Les aides de la PAC sont versées par les Etats membres et remboursées par le budget communautaire avec un décalage de deux mois. Du fait de leur concentration dans les deux derniers mois de l'année, les aides sont préfinancées par le Trésor, soit 5,35 milliards d'euros en 2001. Cette avance du Trésor à l'ACOFA (Agence centrale des organismes d'intervention dans le secteur agricole) s'est substituée en 2001 à la procédure antérieure de l'emprunt bancaire afin d'alléger les frais financiers à la charge de l'Etat, qui se sont élevés à 25,17 millions d'euros.

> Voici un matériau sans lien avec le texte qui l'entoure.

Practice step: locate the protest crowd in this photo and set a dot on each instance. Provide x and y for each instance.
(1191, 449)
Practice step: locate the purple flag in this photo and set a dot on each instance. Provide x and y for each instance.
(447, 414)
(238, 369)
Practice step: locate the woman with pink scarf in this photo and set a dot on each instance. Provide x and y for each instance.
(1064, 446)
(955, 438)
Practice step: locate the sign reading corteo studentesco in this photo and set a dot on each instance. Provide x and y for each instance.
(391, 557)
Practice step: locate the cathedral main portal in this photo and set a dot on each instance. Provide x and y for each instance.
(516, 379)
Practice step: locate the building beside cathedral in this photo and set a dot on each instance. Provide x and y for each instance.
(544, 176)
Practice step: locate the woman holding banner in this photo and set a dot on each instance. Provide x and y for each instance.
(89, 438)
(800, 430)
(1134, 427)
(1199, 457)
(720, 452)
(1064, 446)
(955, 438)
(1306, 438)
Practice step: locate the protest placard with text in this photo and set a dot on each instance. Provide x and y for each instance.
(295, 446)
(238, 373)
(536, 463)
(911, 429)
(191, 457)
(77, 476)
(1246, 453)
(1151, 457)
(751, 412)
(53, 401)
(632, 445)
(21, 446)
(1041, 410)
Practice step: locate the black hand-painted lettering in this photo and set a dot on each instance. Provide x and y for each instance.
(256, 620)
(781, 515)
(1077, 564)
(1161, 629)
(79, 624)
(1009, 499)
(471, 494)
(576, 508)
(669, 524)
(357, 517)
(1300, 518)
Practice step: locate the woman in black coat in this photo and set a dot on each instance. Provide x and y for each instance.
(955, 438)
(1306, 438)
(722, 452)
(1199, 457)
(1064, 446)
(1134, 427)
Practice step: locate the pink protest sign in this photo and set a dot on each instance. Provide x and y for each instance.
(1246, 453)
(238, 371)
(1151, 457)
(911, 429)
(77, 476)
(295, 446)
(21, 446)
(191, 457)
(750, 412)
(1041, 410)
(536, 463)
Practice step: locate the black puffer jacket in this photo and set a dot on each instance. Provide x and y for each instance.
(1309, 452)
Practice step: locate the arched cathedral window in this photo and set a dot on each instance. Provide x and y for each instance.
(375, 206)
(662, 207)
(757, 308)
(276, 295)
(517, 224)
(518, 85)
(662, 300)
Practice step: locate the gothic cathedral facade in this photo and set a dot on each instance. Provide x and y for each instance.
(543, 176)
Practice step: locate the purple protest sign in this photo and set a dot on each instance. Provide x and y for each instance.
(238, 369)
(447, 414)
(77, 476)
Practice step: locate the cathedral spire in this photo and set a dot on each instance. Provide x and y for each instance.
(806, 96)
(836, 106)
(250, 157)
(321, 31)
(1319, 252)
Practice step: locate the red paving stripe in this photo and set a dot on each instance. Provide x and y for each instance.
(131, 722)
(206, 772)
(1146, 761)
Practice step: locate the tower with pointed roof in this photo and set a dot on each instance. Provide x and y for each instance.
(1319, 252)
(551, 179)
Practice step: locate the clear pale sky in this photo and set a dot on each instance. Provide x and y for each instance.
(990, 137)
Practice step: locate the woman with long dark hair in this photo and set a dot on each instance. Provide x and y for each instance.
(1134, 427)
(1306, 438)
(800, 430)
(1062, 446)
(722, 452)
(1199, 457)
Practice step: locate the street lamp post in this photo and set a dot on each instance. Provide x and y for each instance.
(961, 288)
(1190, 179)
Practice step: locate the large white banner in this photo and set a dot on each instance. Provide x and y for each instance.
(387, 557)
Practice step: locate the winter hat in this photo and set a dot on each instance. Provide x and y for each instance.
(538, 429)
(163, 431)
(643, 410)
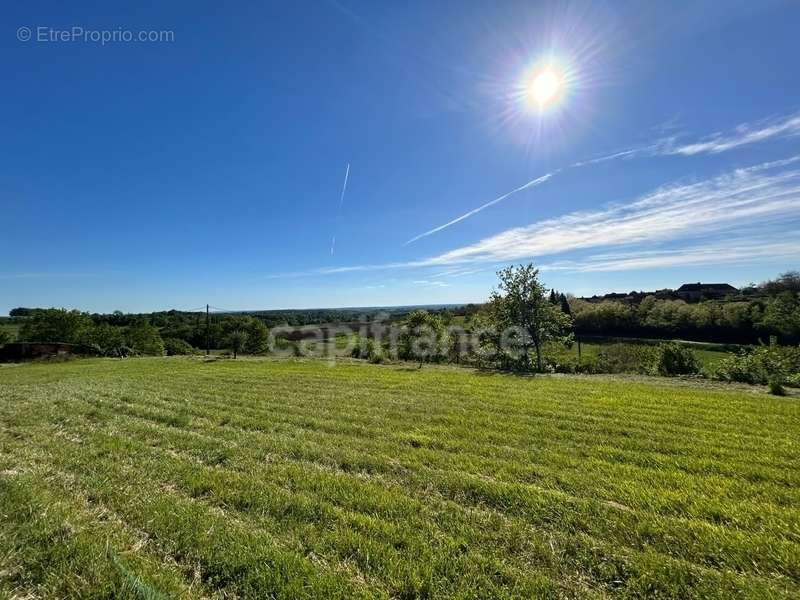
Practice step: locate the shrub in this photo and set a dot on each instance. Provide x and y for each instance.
(762, 365)
(672, 358)
(177, 347)
(626, 358)
(368, 349)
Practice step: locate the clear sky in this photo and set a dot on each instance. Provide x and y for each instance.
(361, 153)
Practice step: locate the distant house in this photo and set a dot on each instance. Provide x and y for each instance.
(692, 292)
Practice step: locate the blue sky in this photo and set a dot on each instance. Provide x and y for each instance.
(210, 167)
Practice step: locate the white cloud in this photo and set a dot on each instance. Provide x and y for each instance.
(744, 196)
(737, 252)
(746, 133)
(743, 134)
(474, 211)
(756, 196)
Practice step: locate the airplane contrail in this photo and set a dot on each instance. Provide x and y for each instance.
(341, 202)
(531, 183)
(344, 186)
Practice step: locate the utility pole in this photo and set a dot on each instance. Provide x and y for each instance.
(207, 333)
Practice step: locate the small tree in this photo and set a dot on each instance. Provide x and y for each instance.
(236, 341)
(522, 315)
(423, 338)
(145, 339)
(257, 337)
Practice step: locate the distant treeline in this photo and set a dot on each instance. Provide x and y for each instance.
(771, 309)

3. La diminution des retours au titre des fonds structurels

A contrario, le nouvel effort de concentration des fonds structurels sur les régions les plus en difficulté, né de la réforme Agenda 2000 14( * ) , se traduit par une diminution du taux de retour de la France, qui s'établit à un peu plus de 8 % 15( * ) sur la période 2000-2006 (hors Fonds de cohésion auquel la France n'est pas éligible), et à 6,6 % en 2001, après 9,1 % en 2000. En volume, les versements s'inscrivent en forte baisse de 41,5 % par rapport à 2000 . Il convient toutefois de rappeler que les variations annuelles des paiements au titre des fonds structurels peuvent être plus ou moins importantes selon les Etats membres, notamment du fait de la présentation plus ou moins tardive des demandes de financement au cours de l'exercice budgétaire, ou de taux d'exécution inégaux.


Part de la France dans les dépenses au titre des fonds structurels

 

1997

1998

1999

2000

2001

(millions d'euros)

millions d'euros

% du total

millions d'euros

% du total

millions d'euros

% du total

millions d'euros

% du total

millions d'euros

% du total

FEOGA-Orientation+IFOP

617,3

15,2%

660,8

16,8%

711,5

16,4%

311,3

7,6%

137,7

FEDER

1 111,5

9,6%

505,3

4,3%

1 006,8

9,0%

1 148,3

8,3%

854,4

N. D.

FSE

559,3

9,1%

829,8

10,9%

932,2

12,9%

1 061,1

13,2%

483,7

Autres

172,2

8,7%

244,1

9,4%

213,6

9,6%

 

TOTAL

2 460,3

9,4%

2 240,0

7,9%

2 864,1

10,7%

2 520,7

9,1%

1 475,8

6,6%

Source : Commission européenne, rapports sur la répartition des dépenses opérationnelles de l'UE.

 
 

Les retours de la France au titre de la politique structurelle se réduisent au fil des programmations : 10,2 % pour la période 1989-1993 et 9,8 % (hors Fonds de cohésion) en 1994-1999, programmation au cours de laquelle le maintien d'une part relativement importante sur les objectifs agricoles et la hausse de la part concernant les régions en reconversion industrielle et la lutte contre le chômage ont en partie compensé la réorientation globale en faveur des régions en retard de développement.

Près de 42 % des paiements effectués en 2001 (24,7 % en 2000) l'ont été au titre de l'objectif 2 (régions en reconversion économique), en particulier dans le cadre du FEDER, 21,4 % au titre de l'objectif 1 16( * ) , 21 % au titre de l'objectif 3 et 15,4 % pour les initiatives communautaires.

4. Les retours au titre des politiques internes

Les retours dont bénéficie la France au titre des politiques internes sont également inférieurs à son taux moyen de contribution au budget communautaire, et sont passés de 15,8 % en 1994 à 13,7 % en 2001 (13,1 % en 2000). Contrairement aux dispositifs prévus pour la PAC et les fonds structurels, les paiements ne transitent pas tous par le budget de l'Etat, mais sont également attribués à d'autres personnes morales.

Les taux de retour les plus importants en 2001 concernaient les réseaux transeuropéens (23,5 %, avec un quasi doublement des versements communautaires entre 2000 et 2001) - qui expliquent l'essentiel de la hausse du taux de retour global - la culture, l'audiovisuel et d'autres actions sociales (13,5 %), et l'énergie et le contrôle de sécurité nucléaire d'Euratom (16,3 %).